По сторонам дороги шелестенье и шорох. Мне кажется, что ночь наполнена шепотом змей. Разве можно спрыгнуть в придорожный окоп, где, наверно, змеи лежат клубком. Однако прыгаем и даже прижимаемся к стенкам и ко дну. Тишина после взрыва как целебная мазь на обожженное место.
Люди снова трусят. Сломанные велосипеды за спиной. Навьюченные велосипеды толкают впереди себя. Целые сложные композиции из соединенных друг с другом навьюченных велосипедов. Во вьюках только оружие и рис. Рис и оружие. Все для юга. Тем, кто трусит на юг, безмолвно уступают дорогу. Мешок с рисом порвался. Десятки рук собирают все до зерна. Горстками возвращают и ссыпают рис снова в мешок. А сами голодные.
Трусят и трусят. Одни — на юг, другие — к родным пепелищам. А куда иду я? Что я ищу среди этих сирот и вдов?
На каждое давление сверху (с неба) эти люди отвечают тихим, но упорным ответом травы. Они выпрямляются сами. Их не надо поднимать и разглаживать.
Трусят и трусят. Они незнакомы друг другу, но все их плечи подставлены под один общий груз. Чем ближе соседнее плечо, тем лучше, и чем темнее, тем лучше. Даже самая черная ночь приводит к утру.
Но если утро начинается с реактивного гула и с разрыва бомб, то значит все еще длится ночь. И рассвет далек. Эти люди бегут к рассвету.
Я тоже жду своего утра. У меня оно ближе. Если ничего не случится, то оно может наступить через месяц далеко отсюда, на аэродроме. Может быть, в то время мы будем уже вдвоем. Одна маленькая ручка будет утопать в моей руке. Но могу ли я представить теперь, что это утро будет самым трудным в моей жизни.
А эти люди, бегущие в темноте, представляют ли они, что их утро тоже будет нелегким? Те, кто чудом останется жив, распрямятся, чтобы свободно вздохнуть, оглянутся и увидят — самых дорогих и близких рядом нет. При солнце виднее будут потери, одиночество, постарение. Что-то опустело в душе, как рукав безрукого солдата. Вместе с остатками сгоревшего дома они будут собирать воспоминания и улыбаться солнцу сквозь слезы.
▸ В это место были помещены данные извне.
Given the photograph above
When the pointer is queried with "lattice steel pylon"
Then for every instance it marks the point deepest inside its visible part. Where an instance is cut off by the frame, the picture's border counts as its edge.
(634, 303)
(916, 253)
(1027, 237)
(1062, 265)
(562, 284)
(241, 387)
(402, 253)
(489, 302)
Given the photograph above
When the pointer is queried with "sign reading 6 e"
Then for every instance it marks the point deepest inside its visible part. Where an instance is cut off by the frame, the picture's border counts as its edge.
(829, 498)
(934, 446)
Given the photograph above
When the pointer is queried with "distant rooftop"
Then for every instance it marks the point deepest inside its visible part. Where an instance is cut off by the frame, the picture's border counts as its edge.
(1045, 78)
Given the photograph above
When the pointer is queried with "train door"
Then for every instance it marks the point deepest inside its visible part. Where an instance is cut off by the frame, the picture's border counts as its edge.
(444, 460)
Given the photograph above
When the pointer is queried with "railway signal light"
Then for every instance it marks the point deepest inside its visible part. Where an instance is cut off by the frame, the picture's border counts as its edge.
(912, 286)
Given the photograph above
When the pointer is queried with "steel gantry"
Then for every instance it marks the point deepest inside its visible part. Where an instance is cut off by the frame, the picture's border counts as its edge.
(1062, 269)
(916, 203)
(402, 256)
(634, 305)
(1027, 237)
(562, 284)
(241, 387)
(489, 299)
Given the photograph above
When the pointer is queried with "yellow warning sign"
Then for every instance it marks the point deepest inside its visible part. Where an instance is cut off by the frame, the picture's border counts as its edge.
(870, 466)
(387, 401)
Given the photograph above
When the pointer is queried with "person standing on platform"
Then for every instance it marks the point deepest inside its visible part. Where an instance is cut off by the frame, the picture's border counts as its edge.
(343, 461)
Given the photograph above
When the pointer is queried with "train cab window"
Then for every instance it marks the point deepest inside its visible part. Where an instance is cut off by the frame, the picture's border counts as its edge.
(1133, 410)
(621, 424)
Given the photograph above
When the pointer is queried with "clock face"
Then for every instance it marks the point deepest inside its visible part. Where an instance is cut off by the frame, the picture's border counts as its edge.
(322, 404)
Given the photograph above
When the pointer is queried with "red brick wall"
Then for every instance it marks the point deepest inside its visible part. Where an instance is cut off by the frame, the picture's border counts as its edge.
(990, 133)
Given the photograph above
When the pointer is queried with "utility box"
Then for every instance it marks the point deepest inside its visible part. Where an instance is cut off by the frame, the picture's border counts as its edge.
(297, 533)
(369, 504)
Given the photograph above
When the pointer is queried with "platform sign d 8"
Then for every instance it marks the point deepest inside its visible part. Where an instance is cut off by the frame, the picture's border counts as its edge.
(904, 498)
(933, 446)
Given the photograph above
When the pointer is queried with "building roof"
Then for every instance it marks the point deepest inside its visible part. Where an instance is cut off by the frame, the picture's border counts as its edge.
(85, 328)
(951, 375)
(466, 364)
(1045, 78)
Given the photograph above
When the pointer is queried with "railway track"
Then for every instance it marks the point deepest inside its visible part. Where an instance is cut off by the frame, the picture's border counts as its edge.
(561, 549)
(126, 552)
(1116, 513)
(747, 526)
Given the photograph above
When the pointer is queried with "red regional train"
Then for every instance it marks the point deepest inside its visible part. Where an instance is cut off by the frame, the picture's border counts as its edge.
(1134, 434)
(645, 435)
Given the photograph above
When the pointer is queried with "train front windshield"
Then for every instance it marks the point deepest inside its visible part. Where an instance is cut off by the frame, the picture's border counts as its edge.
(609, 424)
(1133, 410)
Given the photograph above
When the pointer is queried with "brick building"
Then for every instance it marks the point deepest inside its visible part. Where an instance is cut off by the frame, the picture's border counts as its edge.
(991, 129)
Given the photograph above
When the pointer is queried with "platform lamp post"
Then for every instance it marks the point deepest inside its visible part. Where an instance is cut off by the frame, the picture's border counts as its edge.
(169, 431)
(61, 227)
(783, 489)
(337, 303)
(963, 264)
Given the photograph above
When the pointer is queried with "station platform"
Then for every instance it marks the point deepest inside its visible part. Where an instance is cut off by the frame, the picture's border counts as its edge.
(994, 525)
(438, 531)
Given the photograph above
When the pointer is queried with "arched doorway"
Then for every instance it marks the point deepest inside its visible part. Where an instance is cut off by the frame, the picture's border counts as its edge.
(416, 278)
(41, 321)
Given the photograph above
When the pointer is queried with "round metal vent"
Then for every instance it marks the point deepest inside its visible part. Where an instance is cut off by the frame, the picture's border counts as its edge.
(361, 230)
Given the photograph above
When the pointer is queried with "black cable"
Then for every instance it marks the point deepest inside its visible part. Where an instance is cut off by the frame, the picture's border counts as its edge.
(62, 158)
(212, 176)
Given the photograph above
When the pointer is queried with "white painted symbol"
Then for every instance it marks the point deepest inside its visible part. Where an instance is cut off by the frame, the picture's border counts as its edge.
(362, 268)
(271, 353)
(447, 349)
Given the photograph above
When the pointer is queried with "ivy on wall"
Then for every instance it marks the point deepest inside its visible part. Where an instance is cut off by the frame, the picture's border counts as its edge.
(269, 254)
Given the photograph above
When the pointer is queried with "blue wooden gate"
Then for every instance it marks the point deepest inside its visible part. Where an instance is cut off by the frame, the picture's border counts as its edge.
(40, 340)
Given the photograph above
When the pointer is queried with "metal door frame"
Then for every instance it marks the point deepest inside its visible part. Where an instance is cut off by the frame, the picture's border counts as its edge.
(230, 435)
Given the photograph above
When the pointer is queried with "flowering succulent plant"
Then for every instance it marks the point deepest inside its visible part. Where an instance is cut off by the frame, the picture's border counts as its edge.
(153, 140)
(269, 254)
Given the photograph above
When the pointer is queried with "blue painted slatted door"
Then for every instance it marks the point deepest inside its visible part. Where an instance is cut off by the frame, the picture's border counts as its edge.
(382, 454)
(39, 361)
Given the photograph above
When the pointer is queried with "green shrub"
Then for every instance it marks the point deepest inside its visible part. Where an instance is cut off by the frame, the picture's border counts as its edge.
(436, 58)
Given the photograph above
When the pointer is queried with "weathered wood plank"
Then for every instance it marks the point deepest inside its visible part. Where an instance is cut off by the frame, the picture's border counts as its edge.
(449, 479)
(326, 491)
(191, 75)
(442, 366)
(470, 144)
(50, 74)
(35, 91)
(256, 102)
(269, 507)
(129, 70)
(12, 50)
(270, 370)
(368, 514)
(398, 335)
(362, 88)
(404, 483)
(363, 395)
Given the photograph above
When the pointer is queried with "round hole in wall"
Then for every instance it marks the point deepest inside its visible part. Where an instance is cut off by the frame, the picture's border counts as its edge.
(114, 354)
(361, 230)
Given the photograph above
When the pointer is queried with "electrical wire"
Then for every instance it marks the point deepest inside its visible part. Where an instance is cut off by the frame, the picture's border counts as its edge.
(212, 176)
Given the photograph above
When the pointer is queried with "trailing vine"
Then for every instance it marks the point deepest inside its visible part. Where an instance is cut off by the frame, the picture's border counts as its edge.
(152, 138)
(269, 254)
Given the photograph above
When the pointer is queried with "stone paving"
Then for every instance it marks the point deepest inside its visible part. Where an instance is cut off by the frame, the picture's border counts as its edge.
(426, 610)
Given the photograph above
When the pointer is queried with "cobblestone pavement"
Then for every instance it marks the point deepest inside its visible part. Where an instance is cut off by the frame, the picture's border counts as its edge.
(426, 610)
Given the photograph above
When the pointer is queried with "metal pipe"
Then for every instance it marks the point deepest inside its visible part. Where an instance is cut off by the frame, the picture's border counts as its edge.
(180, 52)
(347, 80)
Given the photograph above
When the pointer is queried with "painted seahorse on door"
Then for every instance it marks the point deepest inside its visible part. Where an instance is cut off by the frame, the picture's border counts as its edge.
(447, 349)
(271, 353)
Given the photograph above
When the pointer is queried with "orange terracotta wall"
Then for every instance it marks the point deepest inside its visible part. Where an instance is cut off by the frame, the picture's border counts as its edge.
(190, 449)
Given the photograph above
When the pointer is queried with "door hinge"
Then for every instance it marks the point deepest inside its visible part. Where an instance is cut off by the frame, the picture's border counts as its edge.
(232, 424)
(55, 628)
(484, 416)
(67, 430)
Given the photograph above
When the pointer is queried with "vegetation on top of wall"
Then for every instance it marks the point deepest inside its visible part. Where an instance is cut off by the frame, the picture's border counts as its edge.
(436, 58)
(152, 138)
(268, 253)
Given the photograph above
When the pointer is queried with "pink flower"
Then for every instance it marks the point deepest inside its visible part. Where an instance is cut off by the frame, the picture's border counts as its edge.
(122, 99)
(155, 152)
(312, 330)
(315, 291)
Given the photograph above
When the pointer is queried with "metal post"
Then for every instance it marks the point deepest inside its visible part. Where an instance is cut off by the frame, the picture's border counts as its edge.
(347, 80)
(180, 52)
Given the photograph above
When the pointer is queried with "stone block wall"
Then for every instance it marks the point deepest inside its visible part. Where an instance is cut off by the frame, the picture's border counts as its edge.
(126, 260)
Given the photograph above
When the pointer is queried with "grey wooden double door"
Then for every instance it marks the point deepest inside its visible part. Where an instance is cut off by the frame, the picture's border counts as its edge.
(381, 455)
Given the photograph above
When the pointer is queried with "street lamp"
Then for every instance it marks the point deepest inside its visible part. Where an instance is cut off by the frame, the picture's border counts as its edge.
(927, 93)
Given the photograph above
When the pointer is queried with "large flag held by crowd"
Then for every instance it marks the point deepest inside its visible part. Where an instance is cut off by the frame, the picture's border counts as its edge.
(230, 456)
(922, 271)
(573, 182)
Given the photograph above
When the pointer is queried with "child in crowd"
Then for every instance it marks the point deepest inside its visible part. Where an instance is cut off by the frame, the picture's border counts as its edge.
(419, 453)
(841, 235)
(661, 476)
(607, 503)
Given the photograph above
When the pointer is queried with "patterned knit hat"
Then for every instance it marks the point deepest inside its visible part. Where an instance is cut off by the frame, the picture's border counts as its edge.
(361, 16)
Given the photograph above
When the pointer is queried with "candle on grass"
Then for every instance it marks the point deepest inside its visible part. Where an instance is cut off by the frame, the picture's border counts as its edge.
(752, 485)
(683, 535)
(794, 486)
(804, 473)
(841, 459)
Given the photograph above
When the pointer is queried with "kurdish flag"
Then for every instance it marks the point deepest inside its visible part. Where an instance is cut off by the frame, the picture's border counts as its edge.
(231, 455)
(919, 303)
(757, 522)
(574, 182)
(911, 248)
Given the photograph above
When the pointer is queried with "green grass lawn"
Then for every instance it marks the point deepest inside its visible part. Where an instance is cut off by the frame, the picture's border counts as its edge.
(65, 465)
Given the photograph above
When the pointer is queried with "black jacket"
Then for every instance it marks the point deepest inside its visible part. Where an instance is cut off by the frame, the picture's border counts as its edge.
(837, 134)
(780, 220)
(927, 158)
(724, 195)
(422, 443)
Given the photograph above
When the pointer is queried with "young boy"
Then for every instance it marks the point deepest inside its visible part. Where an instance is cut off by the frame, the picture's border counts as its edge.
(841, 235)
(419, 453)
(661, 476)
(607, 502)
Хорошо, что мы не знаем, что́ предстоит в пути. С меньшим нетерпением рвались бы вперед. Я пошла по этой дороге, не зная и не спрашивая куда. А возвратиться уже нельзя.
Зеленый ветерок с рисовых полей. Праматерь всего зеленого на земле — ленивая густая река. Нужно быстро перескочить на паром. Мои спутники выпрыгнули из машины и бегут вперед, чтобы показать пропуска. Наша машина медленно раздвигает толпу людей, тоже жаждущих попасть на паром, объезжает грузовики. Все они терпеливо ждут и терпеливо, безропотно пропускают меня. Женщины со спящими детьми. Мужчины с оружием. Их где-то ждут. Что-то зависит от их своевременного прибытия. Может быть, даже жизни.
Что-то завтра вечером ждет меня? Одна встреча, которая перевернет мою жизнь.
Паром не достает до самого берега. Метров пять нужно проехать водой. Вьетнамцы толпой заходят в мутную воду.
Воскресли все ужасы, которыми напичкали меня люди, уже побывавшие во Вьетнаме.
— Больше всего берегись воды. Не окунай даже пальца. Все воды заразны. Кишат бактериями, смертельными амебами и пиявками. Зайдешь по щиколотку и — крышка!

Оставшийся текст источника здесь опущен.